Comment cette construction de savoirs se produit-elle? Pour Orange (2005), la réponse réside dans la démarche de conceptualisation, qui consiste à expliciter les raisons (contraintes et nécessités) d’un phénomène étudié, ce qui caractérise les savoirs scientifiques. Ce développement explicite et organise peu à peu les concepts fondamentaux sous-jacents au phénomène. Concrètement, cela passe par des productions orales et/ou écrites de type argumentatives permettant d’expliciter les problèmes constitutifs de la problématique, ce qui amène Orange (2005) à affirmer que « la problématisation scientifique est (…) nécessairement liée à un travail langagier » (p.81). Autrement dit, l’abstraction nécessite la verbalisation, ce qui renvoie à la relation entre pensée et langage dans le développement cognitif développée par Vygotski (1985).

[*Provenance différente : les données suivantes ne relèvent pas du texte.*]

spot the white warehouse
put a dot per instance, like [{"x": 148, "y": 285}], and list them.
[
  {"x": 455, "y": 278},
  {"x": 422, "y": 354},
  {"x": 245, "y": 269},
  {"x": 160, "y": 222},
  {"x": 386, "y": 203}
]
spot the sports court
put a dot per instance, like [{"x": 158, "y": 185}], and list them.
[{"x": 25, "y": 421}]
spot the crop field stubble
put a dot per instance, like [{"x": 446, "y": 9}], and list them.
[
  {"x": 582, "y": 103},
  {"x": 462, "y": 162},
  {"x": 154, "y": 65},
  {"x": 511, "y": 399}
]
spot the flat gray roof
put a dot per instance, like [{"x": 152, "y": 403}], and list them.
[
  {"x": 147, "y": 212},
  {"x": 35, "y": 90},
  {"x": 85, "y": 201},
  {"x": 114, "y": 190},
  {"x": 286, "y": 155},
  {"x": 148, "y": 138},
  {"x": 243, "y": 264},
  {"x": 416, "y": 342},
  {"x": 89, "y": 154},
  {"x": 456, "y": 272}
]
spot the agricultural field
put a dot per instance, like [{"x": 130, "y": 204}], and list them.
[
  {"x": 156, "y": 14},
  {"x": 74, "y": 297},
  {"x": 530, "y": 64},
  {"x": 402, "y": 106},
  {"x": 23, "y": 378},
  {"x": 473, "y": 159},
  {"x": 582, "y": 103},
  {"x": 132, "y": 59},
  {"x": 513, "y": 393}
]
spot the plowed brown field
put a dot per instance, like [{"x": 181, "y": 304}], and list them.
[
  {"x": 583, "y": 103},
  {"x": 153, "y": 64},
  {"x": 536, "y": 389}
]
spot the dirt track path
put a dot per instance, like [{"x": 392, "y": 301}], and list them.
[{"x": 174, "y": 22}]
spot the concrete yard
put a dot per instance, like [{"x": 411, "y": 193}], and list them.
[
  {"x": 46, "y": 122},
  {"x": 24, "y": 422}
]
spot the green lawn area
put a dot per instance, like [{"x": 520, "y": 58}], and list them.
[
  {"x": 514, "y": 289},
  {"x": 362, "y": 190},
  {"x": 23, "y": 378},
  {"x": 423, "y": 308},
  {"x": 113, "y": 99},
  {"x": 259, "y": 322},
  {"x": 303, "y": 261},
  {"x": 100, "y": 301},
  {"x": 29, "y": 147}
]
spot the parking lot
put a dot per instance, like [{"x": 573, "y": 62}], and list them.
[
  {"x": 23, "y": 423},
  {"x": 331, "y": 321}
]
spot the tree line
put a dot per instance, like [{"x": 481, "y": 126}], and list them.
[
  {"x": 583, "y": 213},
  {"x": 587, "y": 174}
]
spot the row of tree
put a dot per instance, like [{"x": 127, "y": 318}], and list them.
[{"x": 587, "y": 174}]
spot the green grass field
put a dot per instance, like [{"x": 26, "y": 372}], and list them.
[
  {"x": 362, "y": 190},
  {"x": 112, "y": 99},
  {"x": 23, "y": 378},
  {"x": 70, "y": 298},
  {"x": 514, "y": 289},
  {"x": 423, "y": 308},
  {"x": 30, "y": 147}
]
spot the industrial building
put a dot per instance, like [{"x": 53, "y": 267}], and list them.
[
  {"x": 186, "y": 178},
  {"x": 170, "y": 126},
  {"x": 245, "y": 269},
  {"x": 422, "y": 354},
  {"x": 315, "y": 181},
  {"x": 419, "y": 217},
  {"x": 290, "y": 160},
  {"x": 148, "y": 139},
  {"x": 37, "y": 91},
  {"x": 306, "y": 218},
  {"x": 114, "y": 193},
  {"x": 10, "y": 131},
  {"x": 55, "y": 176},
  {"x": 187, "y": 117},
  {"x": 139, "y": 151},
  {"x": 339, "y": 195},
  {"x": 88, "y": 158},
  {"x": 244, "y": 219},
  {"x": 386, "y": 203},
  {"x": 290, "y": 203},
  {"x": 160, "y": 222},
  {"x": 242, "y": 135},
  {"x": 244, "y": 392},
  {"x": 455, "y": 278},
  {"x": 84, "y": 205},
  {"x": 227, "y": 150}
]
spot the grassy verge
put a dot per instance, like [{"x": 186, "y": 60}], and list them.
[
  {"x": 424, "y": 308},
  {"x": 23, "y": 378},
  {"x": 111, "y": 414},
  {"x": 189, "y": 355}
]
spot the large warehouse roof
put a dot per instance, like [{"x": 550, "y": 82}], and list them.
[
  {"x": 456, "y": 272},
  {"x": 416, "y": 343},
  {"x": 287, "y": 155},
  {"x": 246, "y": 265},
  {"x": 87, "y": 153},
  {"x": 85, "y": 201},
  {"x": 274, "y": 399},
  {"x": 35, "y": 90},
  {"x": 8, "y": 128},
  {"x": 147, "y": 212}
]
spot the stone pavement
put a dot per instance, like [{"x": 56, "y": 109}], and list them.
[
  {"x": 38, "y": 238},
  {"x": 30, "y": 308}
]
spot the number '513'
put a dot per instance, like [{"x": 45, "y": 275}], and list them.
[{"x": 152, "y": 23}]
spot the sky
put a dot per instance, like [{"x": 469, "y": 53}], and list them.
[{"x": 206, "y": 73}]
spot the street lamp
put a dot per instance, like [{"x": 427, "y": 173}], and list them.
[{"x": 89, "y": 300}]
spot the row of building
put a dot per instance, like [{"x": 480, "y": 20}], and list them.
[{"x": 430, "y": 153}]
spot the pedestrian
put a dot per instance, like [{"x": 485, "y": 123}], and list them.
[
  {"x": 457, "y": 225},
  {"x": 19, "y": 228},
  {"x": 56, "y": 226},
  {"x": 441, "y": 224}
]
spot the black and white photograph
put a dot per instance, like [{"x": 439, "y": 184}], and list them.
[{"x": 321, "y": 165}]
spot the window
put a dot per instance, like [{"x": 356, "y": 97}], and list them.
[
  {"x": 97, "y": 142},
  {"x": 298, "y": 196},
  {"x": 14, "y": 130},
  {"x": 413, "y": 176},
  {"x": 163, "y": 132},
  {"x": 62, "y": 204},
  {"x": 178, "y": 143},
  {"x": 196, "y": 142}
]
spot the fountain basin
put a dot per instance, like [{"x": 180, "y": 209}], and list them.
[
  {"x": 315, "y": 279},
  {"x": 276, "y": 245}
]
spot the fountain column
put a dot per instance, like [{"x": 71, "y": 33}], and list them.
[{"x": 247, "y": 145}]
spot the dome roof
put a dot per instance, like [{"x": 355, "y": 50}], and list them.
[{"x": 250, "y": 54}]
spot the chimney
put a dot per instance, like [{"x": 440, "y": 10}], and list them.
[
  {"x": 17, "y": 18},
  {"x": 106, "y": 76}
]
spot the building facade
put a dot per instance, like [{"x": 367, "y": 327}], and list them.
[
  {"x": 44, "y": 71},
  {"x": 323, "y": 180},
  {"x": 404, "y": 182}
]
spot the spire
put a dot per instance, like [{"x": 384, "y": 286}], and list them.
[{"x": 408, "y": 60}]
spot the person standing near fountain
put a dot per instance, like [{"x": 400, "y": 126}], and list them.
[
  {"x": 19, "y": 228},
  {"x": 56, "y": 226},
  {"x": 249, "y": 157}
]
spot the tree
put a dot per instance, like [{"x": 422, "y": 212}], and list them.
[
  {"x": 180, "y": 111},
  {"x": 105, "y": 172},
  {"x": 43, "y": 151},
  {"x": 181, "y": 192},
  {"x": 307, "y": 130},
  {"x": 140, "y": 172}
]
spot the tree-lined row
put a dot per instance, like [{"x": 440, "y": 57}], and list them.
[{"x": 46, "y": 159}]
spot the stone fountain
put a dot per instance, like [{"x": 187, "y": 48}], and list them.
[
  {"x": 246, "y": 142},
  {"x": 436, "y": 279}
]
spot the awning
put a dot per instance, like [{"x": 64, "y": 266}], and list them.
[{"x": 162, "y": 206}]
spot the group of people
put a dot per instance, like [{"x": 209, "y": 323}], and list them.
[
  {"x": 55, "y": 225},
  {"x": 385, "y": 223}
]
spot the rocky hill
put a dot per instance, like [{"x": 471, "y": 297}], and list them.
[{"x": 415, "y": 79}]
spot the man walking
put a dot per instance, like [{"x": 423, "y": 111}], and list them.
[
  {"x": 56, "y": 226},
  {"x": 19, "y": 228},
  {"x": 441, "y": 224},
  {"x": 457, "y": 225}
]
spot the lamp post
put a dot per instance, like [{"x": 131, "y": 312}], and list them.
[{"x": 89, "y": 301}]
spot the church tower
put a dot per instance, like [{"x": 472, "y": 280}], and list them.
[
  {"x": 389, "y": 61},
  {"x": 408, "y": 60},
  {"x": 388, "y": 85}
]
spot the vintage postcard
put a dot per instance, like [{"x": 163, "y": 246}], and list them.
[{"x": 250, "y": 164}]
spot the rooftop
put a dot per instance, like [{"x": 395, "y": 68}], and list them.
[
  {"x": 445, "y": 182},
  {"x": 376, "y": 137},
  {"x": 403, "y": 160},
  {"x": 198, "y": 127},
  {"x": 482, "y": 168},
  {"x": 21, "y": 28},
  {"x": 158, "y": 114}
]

Cas pratique : le projet PEPTI

Dans le cadre du projet PEPTI (Pedago-technological practices promoting telepresence and inclusion), les chercheurs soulèvent le problème du sentiment de « présence » dans l'apprentissage à distance, et ceci à partir du cadre théorique existant de la communauté d'apprentissage (Garrison, Anderson et Archer, 1999) et de la notion de téléprésence (Petit et al., 2020). Le projet cherche de nouvelles façons de favoriser et d'évaluer la téléprésence au sein d'une expérience éducative afin d'offrir des environnements d'apprentissage plus stimulants et plus inclusifs ; en même temps, puisqu'il s'inscrit dans la notion de recherche orientée par la conception, il propose quelques pistes de solutions au problème qu'il soulève. La problématique de ce projet s'articule donc autour des questions posées, des hypothèses formulées par les chercheurs sur la base du cadre théorique adopté, et autour des artefacts proposés pour approfondir le problème et suggérer des solutions possibles, dans un processus circulaire où le problème conduit au développement d'une méthodologie, ce qui entraîne de nouveaux défis pratiques et théoriques.

Références

Cégep de Sherbrooke. Rédiger une problématique de recherche [Support de cours]. Accès https://www.cegepsherbrooke.qc.ca/fr/a-propos-du-cegep/la-recherche-au-cegep/ressources-et-documents

Garrison, D. R., Anderson, T. & Archer, W. (1999). Critical thinking in a text-based environment: Computer conferencing in higher education. Internet and Higher Education, 11(2), 1-14. https://doi.org/10.1016/S1096-7516(00)00016-6

Orange, C. (2005). Problématisation et conceptualisation en sciences et dans les apprentissages scientifiques. Les Sciences De L'éducation - Pour L'ère Nouvelle, 38(3), 69. https://doi.org/10.3917/LSDLE.383.0069

Petit, M., Lameul, G., & Taschereau, J. (2020). La téléprésence en formation : Définitions et dispositifs issus d’une recension systématique des écrits. https://eduq.info/xmlui/handle/11515/37920

Sandberg, J., & Alvesson, M. (2010). Ways of constructing research questions: gap-spotting or problematization?. Organization, 18(1), 23-44. https://doi.org/10.1177/1350508410372151

Schneider, D. K. (2006). Balises de méthodologie pour la recherche en sciences sociales. Accès https://tecfa.unige.ch/guides/methodo/IDHEAP/methodes.book.pdf

Vygotski L. S. (1985). Pensée et langage. Paris : Messidor.